Письма о письме - [6]
Я не считаю ни педантичным, ни постыдным требовать свободы от опиата клановости и пиявочного братства, что господствуют во многих-многих наших так называемых авангардных изданиях.
…Что ж, редактор хотя бы пива со мною выпил, а вот писатель отказался напрочь – поэтому я пил за нас обоих. Мы обсуждали Вийона, Рембо и «Цветы зла» Бодлера. (Вечер казался очень французским, ибо оба моих посетителя очень старательно пользовались французским названием произведений Б.) Кроме того, мы обсуждали Дж. Б. Мея, Хедли, Путса, Кардону-Хайна и Чарльза Буковски. Мы оспаривали, злословили и окружали. Наконец утомившись, редактор и писатель поднялись. Я солгал, сказал, что приятно было их видеть, желтофиоли и черный паслен, буравчики и живчики, ласковый луч Люцифера. Они ушли, а я щелкнул еще одним пивом, замордованный распущенностью современного американского редакционизма… Если это писательство, если это поезья, я прошу глистогонного: за 20 лет писанины я заработал $47, и мне кажется, что $2 в год (опуская марки, бумагу, конверты, ленты, разводы и пишущие машинки) заслужили человеку особую уединенность особого безумия, и если мне вдруг понадобится подержаться за ручку с бумажными богами ради укрепления цинготной рифмочки, я соглашусь на окукливание и рай отказа.
[…] Я часто становился на позицию изоляционизма, дескать, значение имеет только одно: создание стихотворения, чистая форма искусства. Каков у меня характер или в скольких тюрьмах я парился, или в палатах, или застенках, или пирушках, от скольких поэтических читок для одиноких сердец я увернулся, все это не по существу. Душа человека либо ее отсутствие будет видна по тому, что́ он сумеет высечь на белом листе бумаги. И если я вижу больше поэзии на отрезке Санта-Аниты или пьяным под банановым деревом, нежели в дымной комнате лавандового рифмежа, это мое дело, и лишь времени судить, какой климат годился лучше, а не какому-нибудь ослу, второсортному редактору, кто боится счета от типографа, старается нажиться на подписках и лестью выманивает работы в номер. Если мальчики пытаются сколотить миллион, на это всегда есть рынок, одинокие вдовушки с подходом Джона Диллинджера.

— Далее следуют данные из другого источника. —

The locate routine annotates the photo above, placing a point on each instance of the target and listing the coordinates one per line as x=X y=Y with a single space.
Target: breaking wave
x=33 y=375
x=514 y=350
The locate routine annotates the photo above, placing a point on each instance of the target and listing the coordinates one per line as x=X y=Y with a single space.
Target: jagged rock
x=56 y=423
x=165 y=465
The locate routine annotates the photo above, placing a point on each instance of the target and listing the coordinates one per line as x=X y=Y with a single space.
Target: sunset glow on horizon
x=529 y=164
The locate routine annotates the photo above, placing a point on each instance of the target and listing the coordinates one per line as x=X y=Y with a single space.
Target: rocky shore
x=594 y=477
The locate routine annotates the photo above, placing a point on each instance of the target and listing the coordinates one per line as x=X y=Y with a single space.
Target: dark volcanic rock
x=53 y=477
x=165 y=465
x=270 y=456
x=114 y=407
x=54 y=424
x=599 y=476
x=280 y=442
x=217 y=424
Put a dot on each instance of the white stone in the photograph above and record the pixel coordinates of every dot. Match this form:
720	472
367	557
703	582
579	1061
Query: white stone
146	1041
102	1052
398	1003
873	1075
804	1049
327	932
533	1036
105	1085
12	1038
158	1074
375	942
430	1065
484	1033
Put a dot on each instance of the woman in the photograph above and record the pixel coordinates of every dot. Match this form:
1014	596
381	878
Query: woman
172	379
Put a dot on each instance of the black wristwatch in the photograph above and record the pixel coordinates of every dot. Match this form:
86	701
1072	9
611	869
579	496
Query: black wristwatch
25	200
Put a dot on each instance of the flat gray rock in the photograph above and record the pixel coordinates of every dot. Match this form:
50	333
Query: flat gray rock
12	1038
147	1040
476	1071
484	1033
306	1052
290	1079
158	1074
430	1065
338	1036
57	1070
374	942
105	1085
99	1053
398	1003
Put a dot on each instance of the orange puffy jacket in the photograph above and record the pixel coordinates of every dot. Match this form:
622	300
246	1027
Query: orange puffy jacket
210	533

Так пусть же мы не поймем однажды, что у Диллинджера поэзия была лучше нашей и что «Кеньонское обозрение» было право. Сейчас вот, под бананом, я уже вижу воробьев там, где раньше видел ястребов, и песенка их мне не больно-то горька.
1960
[…] да, все «малыши» – это безответственная шайка (по большинству), управляемая молодыми людьми, воодушевленными своим школьным пылом, они действительно надеются сшибить на этом деньгу, начиная с пламенных идеалов и больших идей, длинных отказов и усыхая, и вот уж рукописи громоздятся кипами за диваном или в чулане, некоторые теряются навсегда и остаются без ответа, и наконец выпускается скрепленная сляпанная скверная подборка типографски испорченных стишков, после чего женитьба и исчезновение со сцены с каким-нибудь замечанием вроде «мало поддерживали». Мало поддерживали? Да кто они, к черту, такие, чтоб их поддерживать? Что они сделали, кроме того, что замаскировались за фасадом Искусства, придумали название для журнала, внесли его в списки и ждали материала все от тех же самых 2 или 3 сотен затасканных имен, какие, похоже, считают себя поэтами Америки, потому что какой-то 22-летний обормот с бонгами и лишней 50-долларовой бумажкой воспринимает их худшую поэзию.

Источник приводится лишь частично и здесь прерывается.